Champlain’s growth plan differs markedly from UVM’s in another respect: It intends to house all its students on campus, in housing more akin to apartment living than the classic dormitory experience. The impact on Burlington’s rental market, which currently has a 99.1 percent occupancy rate, will be considerable — namely, 1000 fewer college students occupying off-campus housing.
Moreover, city officials note that Champlain has a visionary parking plan: It doesn’t want any. Eventually, Champlain plans to remove all cars from its campus and set up remote parking lots off-site, either on the waterfront or in the South End. Buses will ferry students, faculty and staff to campus. (By contrast, UVM is seeking approval for a new parking facility.)
Which is not to suggest that Champlain’s growth hasn’t occurred without controversy or grumbling from its neighbors. In its early days, when Champlain was still a two-year business school, it barely registered on the city’s radar. Until the early ’90s, it had a small, mostly local student body that tended to commute and rarely created problems with neighbors.
In 1994, shortly after becoming a four-year college, Champlain agreed to limit its “institutional encroachment” on the neighborhood. That encroachment has always been met with considerable neighborhood resistance, despite what one city official describes as Champlain’s “unparalleled” efforts to address neighbors’ concerns and build within the neighborhood’s historic character. Last year, when Champlain outbid the YMCA and the City of Burlington to purchase the Ethan Allen Club building and the Eagles Club for eventual use as student housing, some people openly questioned whether Champlain was growing too big for its britches.
But Larry Kupferman, director of Burlington’s Community and Economic Development Office (CEDO) says both Champlain College and UVM have come a long way in addressing the city’s concerns about their growth. Notably, UVM just agreed to a memorandum of understanding that stipulates it will house any increases in its student body, on a one-to-one basis, from this fall through 2015.
“We value each school. They’re important members of this community,” Kupferman says. “They know it and we know it. What they can bring to the table is important for our entire economy.”
In the coming weeks, high school seniors around the country will be deciding where to attend college in the fall.
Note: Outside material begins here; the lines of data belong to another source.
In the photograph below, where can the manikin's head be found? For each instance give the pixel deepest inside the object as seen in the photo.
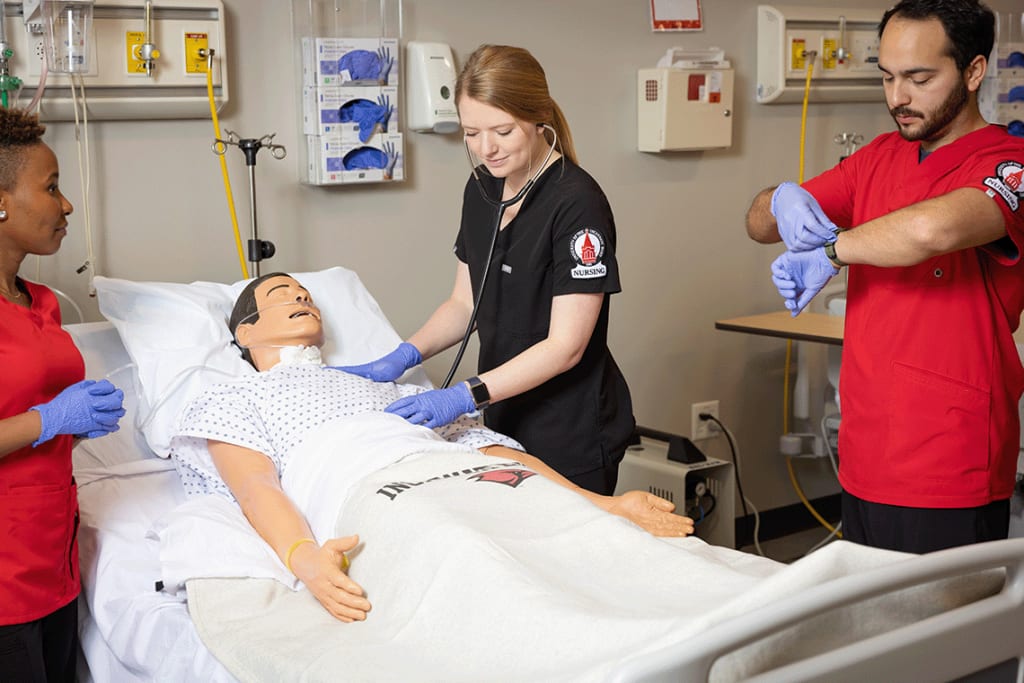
(273, 311)
(933, 55)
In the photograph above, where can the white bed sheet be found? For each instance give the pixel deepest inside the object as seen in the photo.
(129, 631)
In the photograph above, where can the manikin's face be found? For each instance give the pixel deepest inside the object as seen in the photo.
(927, 94)
(37, 212)
(287, 317)
(508, 146)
It’s worth noting that right now, even in Vermont, the number of students choosing between Champlain and UVM is small. Despite the schools’ comparable requirements in terms of SAT scores and high school GPAs (see sidebar), Champlain and UVM rarely compete head-to-head for tuition dollars.
That’s because — to use the dreaded business language again — they offer such different products. UVM promises broad, interdisciplinary liberals-arts education on a more traditional college campus. For students — particularly older ones — who already know they want to design computer games or work in e-marketing, Champlain offers an excellent opportunity to dive right in.
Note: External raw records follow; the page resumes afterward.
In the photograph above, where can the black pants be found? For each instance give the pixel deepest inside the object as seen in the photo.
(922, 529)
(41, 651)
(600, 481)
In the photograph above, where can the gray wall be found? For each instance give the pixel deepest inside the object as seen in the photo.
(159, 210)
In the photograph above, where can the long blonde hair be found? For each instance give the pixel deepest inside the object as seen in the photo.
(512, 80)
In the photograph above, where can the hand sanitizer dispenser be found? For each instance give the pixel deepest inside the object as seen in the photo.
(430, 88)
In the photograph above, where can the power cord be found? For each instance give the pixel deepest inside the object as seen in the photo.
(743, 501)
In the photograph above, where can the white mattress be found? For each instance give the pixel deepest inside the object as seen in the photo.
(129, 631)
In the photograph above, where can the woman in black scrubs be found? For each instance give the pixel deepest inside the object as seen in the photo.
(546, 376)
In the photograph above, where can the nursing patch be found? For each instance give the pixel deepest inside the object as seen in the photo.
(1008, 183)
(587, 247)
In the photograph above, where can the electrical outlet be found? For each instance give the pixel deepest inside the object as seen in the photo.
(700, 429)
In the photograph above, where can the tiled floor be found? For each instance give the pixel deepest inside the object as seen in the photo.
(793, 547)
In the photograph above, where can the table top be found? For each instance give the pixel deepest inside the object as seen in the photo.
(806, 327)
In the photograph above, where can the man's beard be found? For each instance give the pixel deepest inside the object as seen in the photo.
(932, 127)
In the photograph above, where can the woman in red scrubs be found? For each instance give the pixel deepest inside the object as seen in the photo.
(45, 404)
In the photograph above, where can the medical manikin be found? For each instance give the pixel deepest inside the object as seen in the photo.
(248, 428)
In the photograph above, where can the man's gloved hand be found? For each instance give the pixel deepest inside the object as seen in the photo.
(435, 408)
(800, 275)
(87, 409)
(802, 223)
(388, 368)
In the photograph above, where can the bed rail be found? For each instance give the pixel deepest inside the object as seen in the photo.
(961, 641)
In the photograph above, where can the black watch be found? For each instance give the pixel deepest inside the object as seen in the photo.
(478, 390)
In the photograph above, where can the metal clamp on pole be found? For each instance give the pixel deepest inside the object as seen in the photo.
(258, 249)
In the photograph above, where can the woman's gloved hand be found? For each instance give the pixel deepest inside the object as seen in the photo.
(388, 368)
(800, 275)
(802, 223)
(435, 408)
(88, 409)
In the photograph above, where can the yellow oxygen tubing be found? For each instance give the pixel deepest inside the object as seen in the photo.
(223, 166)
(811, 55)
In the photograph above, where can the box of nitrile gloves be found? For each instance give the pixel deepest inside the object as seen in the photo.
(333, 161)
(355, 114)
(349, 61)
Some have criticized Champlain’s approach to higher ed as being too focused on career development, and even suggested that the school churns out workers instead of well-rounded citizens. Finney sees their point, but strongly disagrees.
“Well rounded and well educated aren’t just lofty goals, I think they’re necessary,” he says. “That said, having a good education in the liberal arts and being well rounded doesn’t strike me as nearly enough.”
Finney adds: “In six weeks, my daughter graduates [from Hamilton College] with a degree in philosophy. She’s got to make a living somehow.”